[Analytics] How China’s reliance on US-origin platforms for deep learning challenged country’s AI

Dependence on US frameworks for deep learning seen as significant gap in China’s AI ecosystem, potentially hampering efforts to close the AI tech gap with the US by 2030. Minghe Hu, Zen Soo specially for the South China Morning Post.

When engineer Kuang Kaiming was assigned to a team developing artificial intelligence (AI) technology for a Shanghai start-up, the company went with two leading open-source software libraries, Google’s TensorFlow and Facebook’s Pytorch. The decision to adopt US core technology over Chinese alternatives was telling of China’s weakness in basic AI infrastructure, despite the country’s success in producing AI companies that are commercially successful.

Kuang’s company, whose AI product detects abnormalities in X-rays, is by no means alone. Nearly all small- to mid-sized Chinese AI companies rely on the US-originated open-source platforms, which also include MXNet and Caffe, because building an in-house framework from scratch requires a large investment of time and dedicated resources, as well as top-tier talent, to ensure the framework runs smoothly and covers a variety of use-cases.

Established open-source platforms like TensorFlow and Pytorch offer a host of tools and libraries designed for machine learning and deep learning, techniques that teach computers to learn by example.
Essentially, they democratise deep learning, allowing almost anyone to feed data into these models and start training their own AI systems without having to create their own from scratch.

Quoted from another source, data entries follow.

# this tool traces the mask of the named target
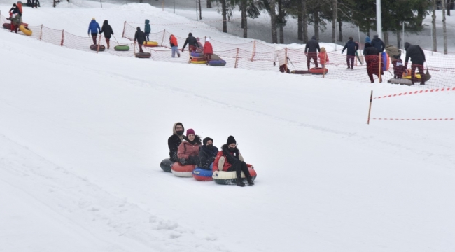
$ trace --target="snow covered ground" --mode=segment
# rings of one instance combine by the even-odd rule
[[[115,32],[146,15],[33,10],[29,23],[80,36],[95,12]],[[365,123],[370,90],[420,90],[97,55],[4,31],[1,252],[455,249],[454,121]],[[454,118],[454,98],[374,99],[372,117]],[[176,121],[217,146],[234,135],[256,186],[162,172]]]

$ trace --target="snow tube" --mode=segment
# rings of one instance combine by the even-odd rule
[[[211,60],[209,62],[209,65],[211,66],[224,66],[226,65],[226,62],[224,60]]]
[[[204,53],[192,52],[191,57],[204,57]]]
[[[150,52],[137,52],[136,53],[136,57],[140,59],[148,59],[152,57],[152,54]]]
[[[214,180],[212,176],[214,172],[212,171],[214,163],[210,165],[210,169],[205,169],[201,167],[196,167],[192,171],[192,177],[199,181],[211,181]]]
[[[99,52],[102,52],[106,49],[106,46],[103,45],[99,45],[99,50],[98,50],[98,45],[92,45],[90,46],[90,50],[99,50]]]
[[[248,170],[250,172],[250,175],[253,177],[253,180],[256,179],[258,174],[256,171],[253,169],[251,164],[248,165]],[[218,171],[218,172],[214,172],[212,178],[214,181],[217,184],[220,185],[235,185],[237,183],[237,175],[235,174],[236,172],[224,172],[224,171]],[[244,182],[246,183],[246,178],[243,172],[241,172],[241,178],[244,178]]]
[[[310,71],[305,70],[293,70],[290,71],[290,74],[312,74]]]
[[[19,29],[24,34],[25,34],[27,36],[31,36],[32,32],[31,32],[31,30],[29,29],[29,27],[24,27],[24,26],[21,24],[21,25],[19,26]]]
[[[145,47],[157,47],[158,46],[158,42],[155,41],[144,41],[144,46]]]
[[[186,164],[182,165],[178,162],[176,162],[172,164],[171,170],[174,175],[180,177],[192,177],[192,170],[195,169],[195,164]]]
[[[327,74],[327,72],[328,72],[328,69],[326,69],[326,74]],[[324,71],[324,69],[322,67],[313,67],[312,69],[309,69],[309,71],[312,72],[312,74],[323,74],[323,72]]]
[[[20,25],[23,25],[24,27],[28,27],[29,24],[27,23],[21,23]],[[11,23],[4,23],[4,28],[8,29],[8,30],[11,29]]]
[[[114,47],[114,50],[117,51],[127,51],[130,50],[128,46],[117,46]]]
[[[386,52],[382,52],[382,71],[388,71],[388,65],[390,64],[390,58]]]
[[[161,167],[161,169],[162,169],[163,171],[166,172],[171,172],[172,170],[172,165],[174,164],[174,162],[171,161],[170,159],[169,158],[164,158],[161,161],[161,164],[160,164],[160,166]]]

China’s AI national champion, search giant Baidu, introduced its PaddlePaddle open-source AI platform in 2016, only a year after TensorFlow was launched, but it failed to gain traction among global AI programmers.

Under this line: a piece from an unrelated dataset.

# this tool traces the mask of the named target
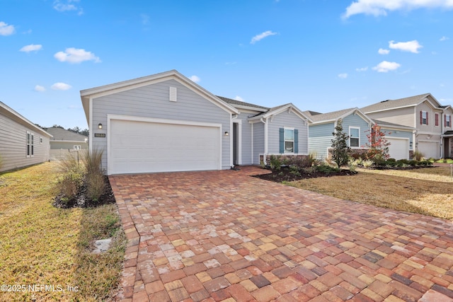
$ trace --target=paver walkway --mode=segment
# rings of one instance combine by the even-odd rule
[[[110,177],[128,238],[116,301],[453,301],[451,221],[263,172]]]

“Using PaddlePaddle is like buying a smartphone from a lesser-known brand which offers less features,” said Kuang, who joined Diannei Bio-Technology in August as part of its medical tech team. In that situation, “even buying a phone case or accessories like a charging cable is difficult”.

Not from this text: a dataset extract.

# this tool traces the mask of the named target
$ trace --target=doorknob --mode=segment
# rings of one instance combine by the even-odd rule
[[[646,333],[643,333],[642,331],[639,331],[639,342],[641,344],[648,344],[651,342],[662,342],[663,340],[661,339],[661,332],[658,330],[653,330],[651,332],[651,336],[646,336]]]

A Baidu spokesman declined to comment on the topic.

China’s reliance on US-originated frameworks constitutes a significant gap in the AI ecosystem, which comprises foundational technologies like algorithms and frameworks, as well as data, semiconductors and computing power.

“China clearly wants to lead the world when it comes to AI and it’s hard to imagine China being seen as a world leader if the open-source frameworks are so US-dominated,” said Helen Toner, director of strategy at Georgetown University’s Centre for Security and Emerging Technology.

Since the platforms and tool kits are open-source, developers who use them often give something back, writing code, fixing bugs or taking part in community discussions, thereby making the software better and stronger than before.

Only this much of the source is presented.